Figure 4. Derepression of satellite DNA transcription occurs in BRCA1-deficient breast cancers

a, Haematoxylin/eosin staining of BRCA1KO mouse breast cancer. Because BRCA1 KO female mice develop mammary tumors very rarely, these mice were crossed into a p53 heterozygous background for accelerated tumorigenesis. MG, mammary gland from normal mouse littermates. MGT, mammary tumors from BRCA1KO mouse (Brca11+/-;Brca5-13cK+/-;MMTV-Cre+;p53+/-) developed at 6 months. b, Quantitative RT-PCR experiments showed that heterochromatic regions and imprinted genes were upregulated in mouse BRCA1 KO breast cancer in comparison to that of wildtype mammary glands from littermates (internal control 18SRNA). The result shown is an aggregate of 5 mouse independent sample pairs. c, Quantitative RT-PCR experiments showed the satellite DNA transcripts, CFXr and SATa, significantly derepressed (Student’s 2-tailed t-test) in human BRCA1-mutant breast tumors (n=8) in comparison with that of normal breast tissues (n=11) . Ct values of each sample were normalized with GAPDH. Error bars are shown as s.d.

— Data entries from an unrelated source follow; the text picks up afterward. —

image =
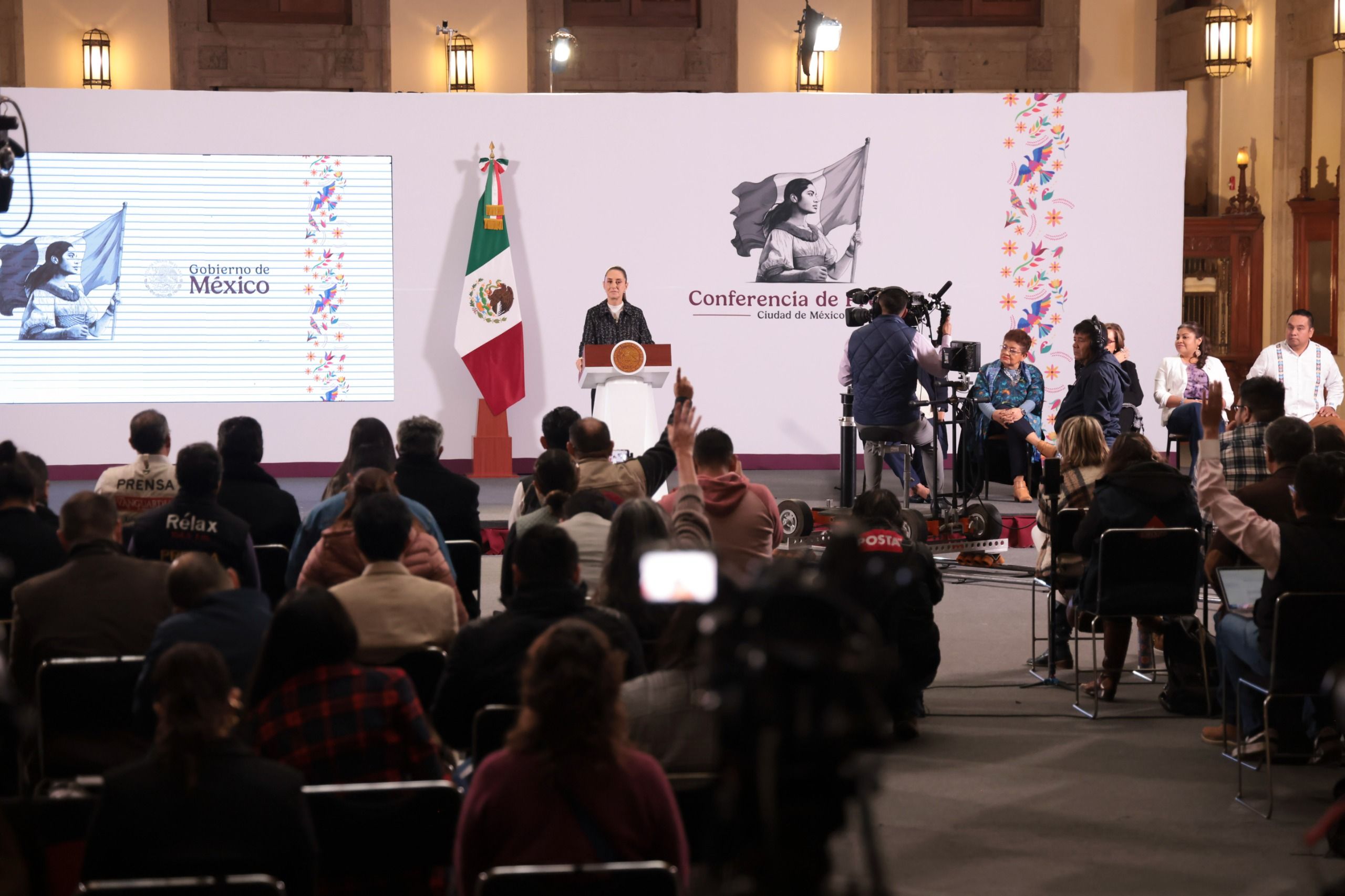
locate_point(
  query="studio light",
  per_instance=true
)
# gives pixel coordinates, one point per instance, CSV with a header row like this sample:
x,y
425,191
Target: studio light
x,y
460,59
1222,42
97,58
818,34
560,50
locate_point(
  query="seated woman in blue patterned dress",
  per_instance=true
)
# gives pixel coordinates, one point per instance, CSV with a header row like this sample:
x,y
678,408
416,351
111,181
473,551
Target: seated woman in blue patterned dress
x,y
1009,394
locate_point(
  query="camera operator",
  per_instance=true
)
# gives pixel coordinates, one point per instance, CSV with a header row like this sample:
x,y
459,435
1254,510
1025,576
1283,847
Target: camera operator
x,y
882,363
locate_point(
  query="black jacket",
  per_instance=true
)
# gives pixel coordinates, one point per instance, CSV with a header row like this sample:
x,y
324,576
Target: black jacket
x,y
488,655
1098,392
245,816
194,523
1134,498
252,494
27,548
452,499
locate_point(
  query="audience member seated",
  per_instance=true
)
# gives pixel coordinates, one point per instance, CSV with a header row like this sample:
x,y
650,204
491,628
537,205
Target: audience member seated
x,y
1133,396
395,611
1183,382
338,723
41,489
568,789
664,708
451,498
326,514
209,607
897,581
640,525
556,435
744,518
483,666
1101,381
249,492
150,482
368,432
587,518
1288,442
100,603
194,521
201,802
1083,451
1135,492
591,443
1327,439
555,480
1300,555
1009,393
1240,449
337,557
27,545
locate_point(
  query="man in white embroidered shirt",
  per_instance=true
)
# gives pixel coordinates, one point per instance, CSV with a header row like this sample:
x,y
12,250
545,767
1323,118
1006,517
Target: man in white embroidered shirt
x,y
1307,370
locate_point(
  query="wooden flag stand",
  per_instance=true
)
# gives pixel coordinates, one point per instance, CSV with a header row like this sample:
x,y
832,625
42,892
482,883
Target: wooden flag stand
x,y
493,450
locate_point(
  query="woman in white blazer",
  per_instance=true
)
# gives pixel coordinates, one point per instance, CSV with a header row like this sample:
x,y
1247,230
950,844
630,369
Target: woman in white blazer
x,y
1183,385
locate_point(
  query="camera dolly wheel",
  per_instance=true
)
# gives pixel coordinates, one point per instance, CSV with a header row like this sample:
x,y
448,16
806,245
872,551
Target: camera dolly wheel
x,y
795,518
984,521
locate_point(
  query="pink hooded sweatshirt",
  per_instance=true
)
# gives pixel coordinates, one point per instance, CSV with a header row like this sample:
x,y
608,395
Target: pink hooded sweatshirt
x,y
744,521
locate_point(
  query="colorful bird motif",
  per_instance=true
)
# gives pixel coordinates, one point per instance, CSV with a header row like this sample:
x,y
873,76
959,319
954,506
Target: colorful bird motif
x,y
1036,166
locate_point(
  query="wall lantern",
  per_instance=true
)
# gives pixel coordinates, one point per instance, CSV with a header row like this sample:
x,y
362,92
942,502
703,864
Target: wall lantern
x,y
460,59
560,50
811,77
1222,42
97,59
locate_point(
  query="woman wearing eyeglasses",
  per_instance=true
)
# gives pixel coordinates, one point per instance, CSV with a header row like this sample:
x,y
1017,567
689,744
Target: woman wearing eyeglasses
x,y
1009,394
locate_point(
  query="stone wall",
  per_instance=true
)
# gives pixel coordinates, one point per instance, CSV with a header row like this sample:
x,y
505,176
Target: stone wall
x,y
234,56
11,44
1019,58
639,58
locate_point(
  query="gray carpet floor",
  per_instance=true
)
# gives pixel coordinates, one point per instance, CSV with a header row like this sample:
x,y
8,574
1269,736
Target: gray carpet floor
x,y
1012,791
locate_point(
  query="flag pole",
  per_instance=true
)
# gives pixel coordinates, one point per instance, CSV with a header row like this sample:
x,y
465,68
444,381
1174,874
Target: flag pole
x,y
864,173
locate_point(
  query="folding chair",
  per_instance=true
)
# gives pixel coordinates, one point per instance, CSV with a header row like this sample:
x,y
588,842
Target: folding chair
x,y
231,885
366,830
1305,643
85,724
426,669
467,568
271,564
1142,572
609,879
1063,529
490,727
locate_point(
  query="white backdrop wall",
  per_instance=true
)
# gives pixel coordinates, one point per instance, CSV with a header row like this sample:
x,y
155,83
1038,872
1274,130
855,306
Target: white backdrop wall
x,y
646,182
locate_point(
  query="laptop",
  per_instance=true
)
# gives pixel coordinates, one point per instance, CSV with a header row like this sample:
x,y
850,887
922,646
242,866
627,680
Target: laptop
x,y
1240,587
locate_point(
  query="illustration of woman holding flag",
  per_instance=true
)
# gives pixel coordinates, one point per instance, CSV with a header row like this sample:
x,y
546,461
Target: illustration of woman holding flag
x,y
58,290
57,308
796,251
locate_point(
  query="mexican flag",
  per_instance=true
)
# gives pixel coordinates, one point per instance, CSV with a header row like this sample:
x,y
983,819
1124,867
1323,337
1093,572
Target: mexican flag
x,y
490,322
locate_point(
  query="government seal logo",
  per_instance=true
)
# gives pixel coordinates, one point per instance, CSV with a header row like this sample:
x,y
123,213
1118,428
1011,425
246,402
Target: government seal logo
x,y
163,279
491,299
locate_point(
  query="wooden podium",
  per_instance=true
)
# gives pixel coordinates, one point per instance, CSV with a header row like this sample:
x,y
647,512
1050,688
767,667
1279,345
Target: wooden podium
x,y
626,376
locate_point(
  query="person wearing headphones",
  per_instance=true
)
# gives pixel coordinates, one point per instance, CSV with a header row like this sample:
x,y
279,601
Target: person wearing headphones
x,y
1099,381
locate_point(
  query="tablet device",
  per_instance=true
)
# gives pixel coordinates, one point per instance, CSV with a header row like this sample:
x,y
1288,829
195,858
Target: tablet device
x,y
1240,586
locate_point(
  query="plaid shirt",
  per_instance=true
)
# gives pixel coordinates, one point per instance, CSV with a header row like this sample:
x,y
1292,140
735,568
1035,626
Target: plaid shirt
x,y
1240,452
601,330
349,724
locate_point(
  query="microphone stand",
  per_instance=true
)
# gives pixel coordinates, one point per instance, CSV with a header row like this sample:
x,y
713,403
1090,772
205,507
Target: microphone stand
x,y
1051,681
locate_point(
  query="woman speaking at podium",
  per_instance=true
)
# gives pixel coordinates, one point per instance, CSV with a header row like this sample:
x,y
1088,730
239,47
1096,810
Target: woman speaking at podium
x,y
613,320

Figure 5. Ectopic expression of satellite DNA leads to genomic instability in human mammary epithelial cells

a, A diagram of the lenti-viral vector expressing the human or mouse satellite DNA sequence (red arrows) under the H1 promoter (gray arrow). b, c, d, Overexpression of satellite RNA induced mitotic catastrophe (b), centrosome amplification (c), histone γH2Ax phosphorylation (d), in primary HMECs. e, Defective mitotic checkpoints induced by satellite DNA overexpression. 48h after transduction of a lentivirus expressing human satellite DNA sequence with forward direction (human satellite F), or with reverse direction (human satellite R), or mouse satellite DNA sequence, or an empty vector, U-2OS cells were blocked with thymidine, followed by treatment of nocodazole. The cells were stained with phosho-histone H3 antibody and PI prior to flow cytometric analysis. The shown experiment is representative of 3 independent replicates.